More accurately, it’s a change-management opportunity. It’s an exciting time in history when people at every level can be empowered by technological changes – and you, as a business leader, can be the one motivating your organization and helping navigate this change process successfully. To do that, I’ve found, means going back to basics.
My own “basics” include a degree in psychology from well before I started building AI products, and I’ve increasingly been drawing on foundational psych concepts to drive better results as customers I work with adopt AI in their business. Here are the principles of change management that can also empower your organization as it undertakes the AI transformation.

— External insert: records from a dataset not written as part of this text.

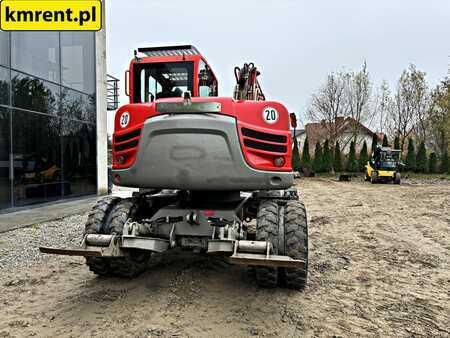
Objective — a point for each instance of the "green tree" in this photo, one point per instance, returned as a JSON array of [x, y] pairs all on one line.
[[318, 158], [352, 163], [445, 167], [421, 159], [327, 158], [374, 142], [337, 160], [296, 156], [432, 163], [396, 143], [306, 160], [363, 157], [411, 156]]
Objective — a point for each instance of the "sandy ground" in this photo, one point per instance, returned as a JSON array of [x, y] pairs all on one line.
[[379, 266]]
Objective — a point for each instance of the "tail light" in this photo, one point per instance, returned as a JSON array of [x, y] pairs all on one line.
[[266, 149], [279, 161], [125, 146]]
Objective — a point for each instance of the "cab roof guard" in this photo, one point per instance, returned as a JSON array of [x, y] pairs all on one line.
[[169, 50]]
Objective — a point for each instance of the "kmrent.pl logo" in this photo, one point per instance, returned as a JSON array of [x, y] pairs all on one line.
[[75, 15]]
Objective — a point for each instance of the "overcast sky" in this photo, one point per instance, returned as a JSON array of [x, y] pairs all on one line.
[[294, 43]]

Turning uncertainty into understanding
One of the biggest hurdles faced by organizations implementing AI is fear. The fear of needing new skills, of innovating faster than one can keep up, and above all of AI making roles redundant – these are all understandable and worth tremendous empathy. But re-framing how these feelings about AI arise and are conceptualized is crucial to future success.

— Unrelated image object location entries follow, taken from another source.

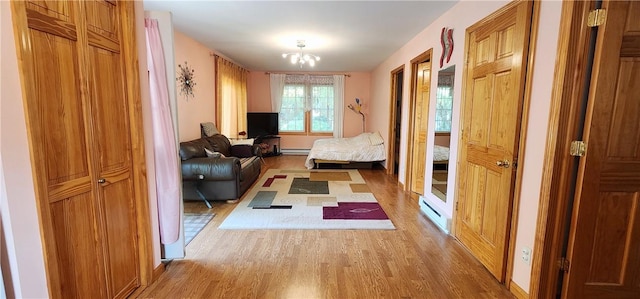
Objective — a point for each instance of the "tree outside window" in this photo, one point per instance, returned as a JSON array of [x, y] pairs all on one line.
[[308, 106]]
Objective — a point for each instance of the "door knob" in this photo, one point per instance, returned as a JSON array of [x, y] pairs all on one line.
[[504, 163]]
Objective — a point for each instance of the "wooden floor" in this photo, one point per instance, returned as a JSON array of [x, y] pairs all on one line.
[[416, 260]]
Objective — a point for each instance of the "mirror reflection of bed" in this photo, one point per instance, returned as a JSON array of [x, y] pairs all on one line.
[[442, 128]]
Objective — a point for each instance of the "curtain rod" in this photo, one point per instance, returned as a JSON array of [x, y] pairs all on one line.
[[269, 73]]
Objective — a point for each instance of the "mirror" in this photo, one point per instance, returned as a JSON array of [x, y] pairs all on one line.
[[442, 128]]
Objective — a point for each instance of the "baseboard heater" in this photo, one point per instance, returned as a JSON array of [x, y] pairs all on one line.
[[435, 216], [298, 152]]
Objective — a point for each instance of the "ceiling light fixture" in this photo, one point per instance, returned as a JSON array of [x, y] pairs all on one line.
[[301, 58]]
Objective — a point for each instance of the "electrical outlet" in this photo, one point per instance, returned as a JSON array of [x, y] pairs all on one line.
[[526, 255]]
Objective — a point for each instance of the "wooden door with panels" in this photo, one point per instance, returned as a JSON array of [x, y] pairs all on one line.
[[76, 93], [493, 93], [604, 240], [420, 115]]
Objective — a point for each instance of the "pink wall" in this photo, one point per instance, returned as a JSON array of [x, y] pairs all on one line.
[[201, 107], [459, 17], [356, 86]]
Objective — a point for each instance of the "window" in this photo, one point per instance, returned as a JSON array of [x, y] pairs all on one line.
[[307, 105]]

As the school of Positive Psychology has established, human concerns need a human approach: more than simply alleviating negative emotions, it’s most effective to emphasize strengths, well-being, and growth. In other words, shifting your messaging from pathology to compassion, from pessimism to optimism, is the only way to address very real fears and get genuine buy-in to new ways of thinking.
I honestly believe the most effective communications strategy now is to put AI in the context of earlier points in time like the Industrial Revolution or the early internet. It’s unpredictable, but it’s exciting: people are gaining new skills and achieving new things no one on Earth has ever done before. Your genuine passion for doing new things and making real society-wide progress will be the basis of a company culture that embraces experimentation without fear and with enthusiasm – setting the tone for all the following AI transformation efforts your team undertakes.

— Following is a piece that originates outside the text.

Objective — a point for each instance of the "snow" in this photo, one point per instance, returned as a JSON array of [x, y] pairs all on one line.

The most underrated link in AI adoption
Those efforts, though, will need to build on your positive company culture by grasping the nuts and bolts of how individuals learn new skills and habits. Giving your company the base set of skills that everyone needs in the AI era can’t just be a PowerPoint; measuring outcomes can’t just be a survey. Your adoption plan has to be a fleshed-out, long-term initiative driven by observational learning and leveraging principles of conditioning.
Familiarity breeds contentment
Observational learning is social learning, how children to top athletes model behaviors based on what they’ve already seen others do. Simply put, show me things I can relate to, and I’ll adapt – maybe not flawlessly, but comfortably. We, as humans, are built to work this way.
This is how our company, Make, constructed our in-house AI adoption program. We sent a detailed questionnaire to each employee – Which tools are you already familiar with? What are the pain points you’d like to address? Who do you already come to with questions about AI? The responses formed the basis for individually tailored learning plans, giving every team member an actionable roadmap for building useful AI skills in a way familiar to them.
From concept to habit: Making AI stick
Ensuring skills actually take root requires showing real value to the learner. For this, AI needs to be ingrained in existing tools and processes – it can’t be some burdensome “separate thing”. For example, built-in AI capabilities in Slack can do wonders to supplement my thinking and maximize results in an application where I’m already spending my time.
Ultimately, identifying where AI will produce the most value needs to be determined by how specific roles see maximum usability – giving everyone the latitude to identify individual bottlenecks and the AI skills to solve them, either on their own or collaboratively. This positive reinforcement will confirm the thinking that AI actually does let you accomplish tasks quicker, better, or entirely new.
Showing this value in day-to-day processes consistently will go even further: with time, classical conditioning will automatically make AI top of mind whenever a complex or unfamiliar task needs solving.
Trust but verify
AI agents should be go-to tools, but they can’t run on autopilot; AIs citing nonexistent legal cases or columnists recommending fake books are two recent examples of the risks that come with removing the human element altogether. Assessing risk appetite for every AI use case is crucial to implementing the best solution.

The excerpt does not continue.